Journalismus-ist-wenn-wir-es-sagen-Fabrik

Lorenz Matzat
4 min readJan 17, 2017

Ein Kommentar zum Konzept der „Reporterfabrik” des Journalismusbüros “Correctiv” und “Reporterforums.” Es ist ein befremdliches und offenbar halbfertiges Werk (pdf). Zum einen werden eine Menge Begriffe in einen Topf geworfen. Zum anderen wird mit Methoden hantiert, die man selbst kritisiert.

Es beginnt mit dem Titel selbst: Reporterfabrik. Reporter sind eine zahlenmässig kleine Untergruppe von Journalisten: Sie gehen vor Ort, berichten von dort. Reportagen werden gerne (nicht zuletzt von Reportern) als „Königsklasse des Journalismus“ bezeichnet. Journalismus besteht allerdings aus einigen mehr Genres und Aufgaben. Jedenfalls ist es geradezu brutal, den Begriff Reporter in Kombination mit Fabrik zu setzen. Einer Anlage, in der große Mengen von Produkten in Serie hergestellt werden — nicht zuletzt, um die Kosten zu minimieren. Das Bild einer Maschinerie, in der gleichgeformte Vorortberichterstatter kostengünstig in hoher Stückzahl gefertigt werden, wirkt als Titel des Vorhabens wenig einladend.

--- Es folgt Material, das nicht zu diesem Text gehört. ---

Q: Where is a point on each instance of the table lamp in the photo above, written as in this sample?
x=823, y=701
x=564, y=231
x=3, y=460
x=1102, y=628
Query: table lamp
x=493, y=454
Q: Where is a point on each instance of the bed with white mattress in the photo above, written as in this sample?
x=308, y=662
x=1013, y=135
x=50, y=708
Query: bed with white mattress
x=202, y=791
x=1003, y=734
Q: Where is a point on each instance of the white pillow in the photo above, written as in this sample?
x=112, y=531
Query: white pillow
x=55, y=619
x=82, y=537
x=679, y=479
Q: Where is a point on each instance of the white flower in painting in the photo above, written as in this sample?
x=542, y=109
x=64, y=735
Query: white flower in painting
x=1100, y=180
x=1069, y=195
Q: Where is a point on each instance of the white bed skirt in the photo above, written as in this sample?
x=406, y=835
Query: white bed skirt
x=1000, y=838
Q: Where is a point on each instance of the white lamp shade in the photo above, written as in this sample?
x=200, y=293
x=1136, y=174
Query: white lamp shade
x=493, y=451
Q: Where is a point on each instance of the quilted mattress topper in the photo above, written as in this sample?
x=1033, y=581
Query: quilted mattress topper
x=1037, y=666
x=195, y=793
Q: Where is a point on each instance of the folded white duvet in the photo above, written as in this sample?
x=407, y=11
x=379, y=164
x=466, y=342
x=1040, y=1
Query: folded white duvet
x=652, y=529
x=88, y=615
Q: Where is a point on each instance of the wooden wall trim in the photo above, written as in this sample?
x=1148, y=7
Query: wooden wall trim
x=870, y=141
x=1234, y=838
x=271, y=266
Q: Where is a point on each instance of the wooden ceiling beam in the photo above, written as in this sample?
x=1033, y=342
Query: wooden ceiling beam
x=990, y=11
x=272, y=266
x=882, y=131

Im Untertitel heißt es nun „Webakademie des Journalismus“. Die soll eine „Journalistenschule für jeden“ werden. Fabrik, Akademie, Schule. Vielleicht ist die Idee dahinter, dass sich jeder von einem dieser drei Begriffe angesprochen fühlen kann. Vielleicht ist dem Team aus Correctiv und Reporterforum hinter dem Vorhaben aber selbst nicht klar, was es sein soll. Die drei Begriffe stehen jedenfalls eher für unterschiedliche Herangehensweisen, als miteinander zu harmonieren.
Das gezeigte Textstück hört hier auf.